In 4: 3 we read of works that were done since the overthrow of the world, and in
9: 25, 26 we read that Christ did not offer himself often as the High Priest who entered
the Most Holy Place yearly with the blood of another, for in that case He must have
suffered since the overthrow of the world.
The work of the six days' creation is brought into line with the work of redemption, as
indeed it was a part. The rest that remaineth unto the people of God is a rest which
follows completed work. The epistle will go on to develop the twofold character of this
rest. It will first of all shew it to be the result of the great finished work of Christ Whose
one offering caused the oft-repeated sacrifice of the law to "rest" (pauō = cease) from
being offered (Heb. 10: 2). And secondly it will shew it to be the result by grace of that
faith which obtained promises and was the substance of things hoped for. Sabbath
succeeding work is not gospel, it is reward.
"Let us labour therefore", while we at the same time rest in the finished work of
Christ.
#27.
Sword and Sympathy (4: 12-16).
pp. 152 - 155
It is tolerably certain that in the book of the Revelation the Lord Jesus Christ enters
into His office as the great King-Priest, "after the order of Melchisedec" (see Psa. 110:).
This brings the Apocalypse and the epistle to the Hebrews into line. The fact too that
both books treat of the overcomer and the New Jerusalem will add to this sense of
similarity. In our last paper we were considering the "rest that remaineth unto the people
of God", and in Revelation that rest is materialized. There too we have the words:--
"Blessed are the dead which die in the Lord from henceforth: Yea, saith the Spirit, that
they may rest from their labours; and their works do follow them" (Rev. 14: 13).

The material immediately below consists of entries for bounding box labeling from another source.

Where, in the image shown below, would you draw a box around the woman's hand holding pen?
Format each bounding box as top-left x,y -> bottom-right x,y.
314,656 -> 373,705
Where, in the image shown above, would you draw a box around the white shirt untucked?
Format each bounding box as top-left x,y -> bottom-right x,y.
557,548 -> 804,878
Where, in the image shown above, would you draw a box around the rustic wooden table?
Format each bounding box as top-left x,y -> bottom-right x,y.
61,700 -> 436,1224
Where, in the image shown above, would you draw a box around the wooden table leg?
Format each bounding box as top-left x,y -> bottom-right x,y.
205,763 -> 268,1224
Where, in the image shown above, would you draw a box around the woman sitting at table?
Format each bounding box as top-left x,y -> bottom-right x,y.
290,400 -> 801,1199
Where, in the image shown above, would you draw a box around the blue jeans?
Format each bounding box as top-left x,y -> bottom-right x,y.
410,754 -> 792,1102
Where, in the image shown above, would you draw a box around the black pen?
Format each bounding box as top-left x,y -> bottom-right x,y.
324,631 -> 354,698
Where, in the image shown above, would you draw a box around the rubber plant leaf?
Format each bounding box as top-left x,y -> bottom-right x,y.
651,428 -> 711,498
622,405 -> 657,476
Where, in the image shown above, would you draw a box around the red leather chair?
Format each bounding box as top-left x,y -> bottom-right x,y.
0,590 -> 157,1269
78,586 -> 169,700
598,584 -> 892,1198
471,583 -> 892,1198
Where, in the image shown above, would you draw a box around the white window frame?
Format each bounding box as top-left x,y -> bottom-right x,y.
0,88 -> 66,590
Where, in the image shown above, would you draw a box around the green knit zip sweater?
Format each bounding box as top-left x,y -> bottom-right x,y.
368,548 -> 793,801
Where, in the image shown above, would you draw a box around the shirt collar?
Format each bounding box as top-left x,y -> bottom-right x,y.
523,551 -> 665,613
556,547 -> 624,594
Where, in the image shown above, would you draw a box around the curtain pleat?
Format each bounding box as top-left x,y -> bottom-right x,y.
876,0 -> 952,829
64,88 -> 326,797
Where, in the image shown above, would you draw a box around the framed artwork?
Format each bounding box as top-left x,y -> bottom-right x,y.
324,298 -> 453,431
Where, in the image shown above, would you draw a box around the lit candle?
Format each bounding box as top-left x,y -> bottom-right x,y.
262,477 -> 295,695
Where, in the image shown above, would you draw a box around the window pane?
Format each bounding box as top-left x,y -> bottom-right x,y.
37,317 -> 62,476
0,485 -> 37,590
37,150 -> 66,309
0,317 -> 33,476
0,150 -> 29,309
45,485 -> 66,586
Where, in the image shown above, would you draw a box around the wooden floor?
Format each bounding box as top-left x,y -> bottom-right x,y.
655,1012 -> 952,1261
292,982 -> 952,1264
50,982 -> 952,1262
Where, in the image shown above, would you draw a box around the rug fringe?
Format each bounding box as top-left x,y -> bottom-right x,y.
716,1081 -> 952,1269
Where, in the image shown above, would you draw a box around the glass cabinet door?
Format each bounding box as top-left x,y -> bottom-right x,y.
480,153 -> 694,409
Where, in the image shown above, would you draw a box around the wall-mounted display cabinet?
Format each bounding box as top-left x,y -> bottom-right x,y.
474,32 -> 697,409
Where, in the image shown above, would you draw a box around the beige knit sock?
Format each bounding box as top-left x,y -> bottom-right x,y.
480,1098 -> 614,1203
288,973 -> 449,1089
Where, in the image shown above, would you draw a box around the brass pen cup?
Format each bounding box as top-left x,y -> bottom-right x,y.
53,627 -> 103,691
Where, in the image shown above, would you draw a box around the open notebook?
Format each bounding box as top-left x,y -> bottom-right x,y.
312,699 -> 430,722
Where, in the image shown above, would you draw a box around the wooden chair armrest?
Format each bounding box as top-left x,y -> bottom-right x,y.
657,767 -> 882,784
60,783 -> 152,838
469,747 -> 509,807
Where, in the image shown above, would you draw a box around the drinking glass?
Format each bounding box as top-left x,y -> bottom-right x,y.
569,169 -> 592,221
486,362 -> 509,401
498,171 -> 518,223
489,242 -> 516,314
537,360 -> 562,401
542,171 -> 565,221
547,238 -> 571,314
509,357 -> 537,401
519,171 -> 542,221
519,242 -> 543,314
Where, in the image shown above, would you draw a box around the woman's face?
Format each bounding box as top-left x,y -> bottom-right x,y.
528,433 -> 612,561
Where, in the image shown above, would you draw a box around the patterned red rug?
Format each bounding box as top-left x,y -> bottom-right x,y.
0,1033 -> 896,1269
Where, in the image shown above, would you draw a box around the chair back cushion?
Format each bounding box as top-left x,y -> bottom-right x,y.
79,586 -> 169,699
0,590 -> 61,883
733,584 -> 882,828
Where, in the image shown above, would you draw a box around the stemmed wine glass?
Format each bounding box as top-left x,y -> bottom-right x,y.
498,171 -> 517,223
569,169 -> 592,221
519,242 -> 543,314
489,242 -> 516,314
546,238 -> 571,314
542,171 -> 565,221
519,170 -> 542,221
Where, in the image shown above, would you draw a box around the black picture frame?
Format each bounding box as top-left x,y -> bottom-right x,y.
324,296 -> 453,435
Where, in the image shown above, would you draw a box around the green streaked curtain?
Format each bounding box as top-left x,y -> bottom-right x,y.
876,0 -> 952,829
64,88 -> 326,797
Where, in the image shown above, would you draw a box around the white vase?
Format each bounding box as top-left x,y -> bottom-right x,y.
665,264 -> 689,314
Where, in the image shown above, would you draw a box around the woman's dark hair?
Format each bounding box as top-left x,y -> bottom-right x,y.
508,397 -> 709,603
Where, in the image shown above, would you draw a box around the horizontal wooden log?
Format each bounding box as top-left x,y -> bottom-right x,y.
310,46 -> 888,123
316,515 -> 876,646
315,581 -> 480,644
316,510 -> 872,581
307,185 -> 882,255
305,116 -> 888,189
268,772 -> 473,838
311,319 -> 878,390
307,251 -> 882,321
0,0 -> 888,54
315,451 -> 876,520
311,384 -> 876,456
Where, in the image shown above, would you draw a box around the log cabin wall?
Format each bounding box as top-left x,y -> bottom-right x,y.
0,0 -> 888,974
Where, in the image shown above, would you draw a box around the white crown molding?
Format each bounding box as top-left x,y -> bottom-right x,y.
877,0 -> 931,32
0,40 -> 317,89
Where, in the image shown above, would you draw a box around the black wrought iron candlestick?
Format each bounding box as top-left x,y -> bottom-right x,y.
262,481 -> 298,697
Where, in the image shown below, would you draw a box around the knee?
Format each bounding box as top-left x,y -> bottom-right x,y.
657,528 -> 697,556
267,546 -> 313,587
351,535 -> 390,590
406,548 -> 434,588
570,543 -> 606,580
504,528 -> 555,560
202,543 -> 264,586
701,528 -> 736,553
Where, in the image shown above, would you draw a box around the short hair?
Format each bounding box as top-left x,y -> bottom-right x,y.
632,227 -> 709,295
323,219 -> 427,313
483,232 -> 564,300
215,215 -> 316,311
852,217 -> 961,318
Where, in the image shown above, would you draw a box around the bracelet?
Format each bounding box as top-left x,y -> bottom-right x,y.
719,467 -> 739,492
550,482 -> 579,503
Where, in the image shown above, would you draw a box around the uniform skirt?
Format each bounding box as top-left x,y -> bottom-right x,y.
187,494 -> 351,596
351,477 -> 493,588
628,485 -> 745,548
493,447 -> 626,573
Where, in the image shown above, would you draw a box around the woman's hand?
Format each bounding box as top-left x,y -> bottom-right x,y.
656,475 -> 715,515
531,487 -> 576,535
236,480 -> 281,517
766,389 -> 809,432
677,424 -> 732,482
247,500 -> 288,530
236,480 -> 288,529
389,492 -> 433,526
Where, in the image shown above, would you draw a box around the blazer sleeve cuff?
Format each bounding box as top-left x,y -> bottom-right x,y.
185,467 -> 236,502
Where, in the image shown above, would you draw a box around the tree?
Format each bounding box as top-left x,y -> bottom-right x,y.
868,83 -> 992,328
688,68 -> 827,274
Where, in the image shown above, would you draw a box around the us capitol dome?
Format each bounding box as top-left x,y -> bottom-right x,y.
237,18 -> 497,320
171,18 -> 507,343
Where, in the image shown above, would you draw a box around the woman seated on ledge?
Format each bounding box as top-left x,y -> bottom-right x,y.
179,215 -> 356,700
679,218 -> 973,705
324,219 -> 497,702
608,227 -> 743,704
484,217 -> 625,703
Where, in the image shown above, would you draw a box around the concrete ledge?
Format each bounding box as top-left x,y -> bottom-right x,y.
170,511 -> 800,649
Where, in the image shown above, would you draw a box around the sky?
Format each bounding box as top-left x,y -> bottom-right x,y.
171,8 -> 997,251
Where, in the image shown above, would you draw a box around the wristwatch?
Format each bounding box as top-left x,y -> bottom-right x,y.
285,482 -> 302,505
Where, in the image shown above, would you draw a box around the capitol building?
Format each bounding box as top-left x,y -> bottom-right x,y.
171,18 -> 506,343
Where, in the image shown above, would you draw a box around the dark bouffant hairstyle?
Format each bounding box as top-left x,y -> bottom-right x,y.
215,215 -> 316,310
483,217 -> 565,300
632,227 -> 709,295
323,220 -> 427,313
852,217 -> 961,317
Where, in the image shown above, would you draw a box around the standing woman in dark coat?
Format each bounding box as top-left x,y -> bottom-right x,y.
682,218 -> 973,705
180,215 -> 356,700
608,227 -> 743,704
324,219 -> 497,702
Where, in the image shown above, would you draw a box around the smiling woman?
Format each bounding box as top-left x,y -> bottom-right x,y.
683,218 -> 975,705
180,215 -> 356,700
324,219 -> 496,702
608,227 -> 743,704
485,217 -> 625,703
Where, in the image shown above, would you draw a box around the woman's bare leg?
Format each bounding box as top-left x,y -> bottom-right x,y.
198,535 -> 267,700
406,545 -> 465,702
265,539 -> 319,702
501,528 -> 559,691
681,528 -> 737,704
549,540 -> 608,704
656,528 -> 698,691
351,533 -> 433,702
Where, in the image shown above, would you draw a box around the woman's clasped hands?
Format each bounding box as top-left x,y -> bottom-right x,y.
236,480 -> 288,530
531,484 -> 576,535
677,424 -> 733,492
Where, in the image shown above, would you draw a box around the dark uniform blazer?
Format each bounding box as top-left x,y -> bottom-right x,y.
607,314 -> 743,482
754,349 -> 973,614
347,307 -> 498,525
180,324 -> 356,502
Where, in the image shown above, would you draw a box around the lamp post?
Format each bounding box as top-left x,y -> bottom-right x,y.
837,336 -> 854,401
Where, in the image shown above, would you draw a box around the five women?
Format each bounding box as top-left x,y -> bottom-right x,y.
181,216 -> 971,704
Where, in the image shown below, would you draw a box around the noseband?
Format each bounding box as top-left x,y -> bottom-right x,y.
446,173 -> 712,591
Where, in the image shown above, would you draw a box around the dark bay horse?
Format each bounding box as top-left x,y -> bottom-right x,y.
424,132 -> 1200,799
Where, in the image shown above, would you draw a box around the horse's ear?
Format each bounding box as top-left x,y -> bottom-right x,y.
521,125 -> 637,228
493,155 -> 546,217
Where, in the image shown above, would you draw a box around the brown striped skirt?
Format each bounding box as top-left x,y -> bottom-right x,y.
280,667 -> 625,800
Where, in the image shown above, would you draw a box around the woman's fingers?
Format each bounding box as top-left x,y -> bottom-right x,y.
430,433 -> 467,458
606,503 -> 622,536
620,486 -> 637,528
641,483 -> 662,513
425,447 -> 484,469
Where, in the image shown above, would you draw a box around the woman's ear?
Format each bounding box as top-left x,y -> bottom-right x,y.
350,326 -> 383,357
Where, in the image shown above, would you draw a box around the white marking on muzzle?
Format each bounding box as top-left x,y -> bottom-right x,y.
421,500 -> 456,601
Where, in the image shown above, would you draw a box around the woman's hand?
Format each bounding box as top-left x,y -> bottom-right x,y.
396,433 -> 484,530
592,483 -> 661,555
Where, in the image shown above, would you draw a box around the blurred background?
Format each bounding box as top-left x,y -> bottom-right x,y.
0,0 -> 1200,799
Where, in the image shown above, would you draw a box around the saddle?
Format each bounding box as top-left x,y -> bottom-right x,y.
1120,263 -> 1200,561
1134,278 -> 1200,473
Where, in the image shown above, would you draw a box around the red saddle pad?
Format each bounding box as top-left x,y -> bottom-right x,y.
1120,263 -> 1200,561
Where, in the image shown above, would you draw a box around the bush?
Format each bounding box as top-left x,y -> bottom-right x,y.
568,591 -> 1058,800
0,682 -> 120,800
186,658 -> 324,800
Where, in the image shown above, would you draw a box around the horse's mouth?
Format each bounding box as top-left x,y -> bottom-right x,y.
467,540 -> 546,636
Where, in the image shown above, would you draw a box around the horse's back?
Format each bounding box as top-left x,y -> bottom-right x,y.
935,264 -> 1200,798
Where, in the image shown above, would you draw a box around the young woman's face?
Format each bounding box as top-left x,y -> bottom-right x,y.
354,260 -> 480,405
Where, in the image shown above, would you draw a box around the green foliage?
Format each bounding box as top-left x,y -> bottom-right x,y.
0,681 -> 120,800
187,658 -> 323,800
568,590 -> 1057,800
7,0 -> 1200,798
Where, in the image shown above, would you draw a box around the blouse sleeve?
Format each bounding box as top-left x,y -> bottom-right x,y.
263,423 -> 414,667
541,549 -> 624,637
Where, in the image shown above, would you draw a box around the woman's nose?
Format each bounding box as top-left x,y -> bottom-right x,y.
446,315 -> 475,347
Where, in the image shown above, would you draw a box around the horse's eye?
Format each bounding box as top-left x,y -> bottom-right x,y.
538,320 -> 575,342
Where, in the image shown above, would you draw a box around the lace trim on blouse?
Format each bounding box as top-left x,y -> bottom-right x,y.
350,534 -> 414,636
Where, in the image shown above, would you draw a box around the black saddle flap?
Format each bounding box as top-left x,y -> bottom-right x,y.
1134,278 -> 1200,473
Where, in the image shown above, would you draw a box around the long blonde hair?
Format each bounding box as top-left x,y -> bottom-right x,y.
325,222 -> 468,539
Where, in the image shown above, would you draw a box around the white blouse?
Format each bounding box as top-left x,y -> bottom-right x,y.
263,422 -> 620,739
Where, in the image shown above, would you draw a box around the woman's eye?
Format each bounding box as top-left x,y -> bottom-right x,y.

The concluding verses of Heb. 4: contain a two-fold presentation of Christ: (1) as
He appears to the seven churches (Rev. 2:, 3:); and (2) as the merciful High Priest,
Who can sympathize with His people's weaknesses.
"For the word of God is quick and powerful, sharper than any two-edged sword,
piercing even to the dividing asunder of soul and spirit, and of the joints and marrow, and
is a discerner of the thoughts and intents of the heart. Neither is there any creature that is
not manifest in His sight: but all things are naked and opened unto the eyes of Him to
Whom we might give an account" (Heb. 4: 12, 13).